Я решил уехать. Меня отвозил в город тот же кучер. Дорогой я стал его стыдить, что он верит во всякую чепуху и что возвел на меня разные небылицы. Кучер вздыхал, и, казалось, проникся моими речами. Но, когда на прощание я дал ему полтинник на чай, он еще глубже вздохнул и понуря голову, проговорил: «Значит, так и не умилостивили мы тебя, не захотел ты ничем нам способить».
От этих слов мне уже стало не смешно, а стыдно за себя и за всех нас.

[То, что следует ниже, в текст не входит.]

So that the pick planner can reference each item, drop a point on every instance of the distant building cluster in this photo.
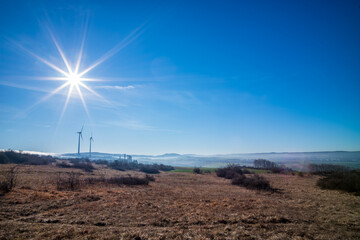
(126, 158)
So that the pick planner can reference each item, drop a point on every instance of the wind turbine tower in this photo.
(80, 135)
(91, 140)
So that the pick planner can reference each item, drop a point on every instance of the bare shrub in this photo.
(63, 165)
(24, 158)
(121, 180)
(9, 180)
(128, 180)
(346, 181)
(323, 169)
(230, 171)
(68, 181)
(150, 178)
(256, 182)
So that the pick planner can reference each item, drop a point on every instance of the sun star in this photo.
(72, 77)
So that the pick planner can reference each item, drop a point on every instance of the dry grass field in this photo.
(175, 206)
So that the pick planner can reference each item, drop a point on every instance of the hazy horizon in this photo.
(153, 77)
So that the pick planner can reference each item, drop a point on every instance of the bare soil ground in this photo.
(175, 206)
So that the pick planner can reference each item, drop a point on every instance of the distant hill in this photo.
(295, 160)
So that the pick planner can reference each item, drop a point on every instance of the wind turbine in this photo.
(80, 135)
(91, 139)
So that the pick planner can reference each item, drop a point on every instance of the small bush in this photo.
(256, 182)
(82, 164)
(150, 178)
(63, 165)
(323, 169)
(128, 180)
(24, 158)
(68, 181)
(9, 180)
(230, 171)
(238, 180)
(149, 169)
(346, 181)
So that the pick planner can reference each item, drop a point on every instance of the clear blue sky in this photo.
(205, 78)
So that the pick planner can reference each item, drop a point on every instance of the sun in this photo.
(74, 79)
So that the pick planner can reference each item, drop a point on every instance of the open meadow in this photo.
(177, 205)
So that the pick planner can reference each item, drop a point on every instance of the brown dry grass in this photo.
(175, 206)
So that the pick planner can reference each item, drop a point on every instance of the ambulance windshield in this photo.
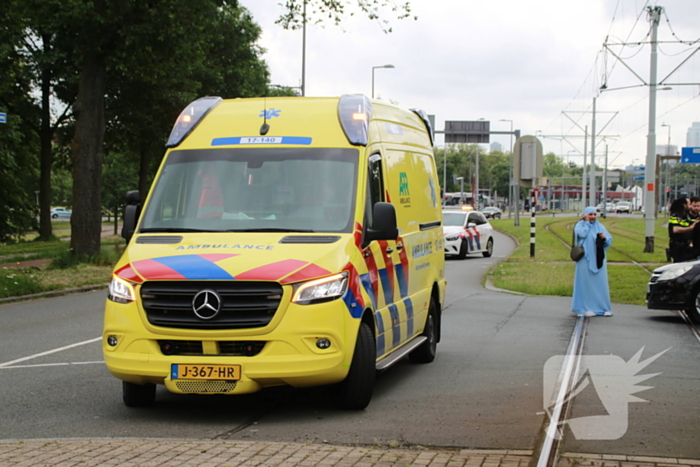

Да, действительно, многое мы от них берем, а помощи никакой оказать не можем.
Обратились к Лемоху:
– Кирилл Викентьевич! Вот вы помогали в деревне, расскажите, что выходило из вашей помощи?
Лемох испугался:
– Что вы, что вы! Какая там помощь! Пустяки-с, это каждый должен делать, а вот Константин Аполлонович Савицкий, так тот, действительно, жертвы приносил и в конце концов раз был причислен к разбойникам.
– Ну, вот вам и эпизод, хоть и не ваш, – расскажите.
Лемох с деликатнейшей улыбкой обращается ко всем:
– Вы все, конечно, знаете прекраснейшую черту Константина Аполлоновича. Хотя москвичи вообще все прекрасные люди, но Савицкий даже из них выделялся своим бескорыстием, отзывчивостью к чужому горю. Да-с, он, изволите ли видеть, готов был снять с себя последнюю сорочку и отдать неимущему. Светлейшая личность!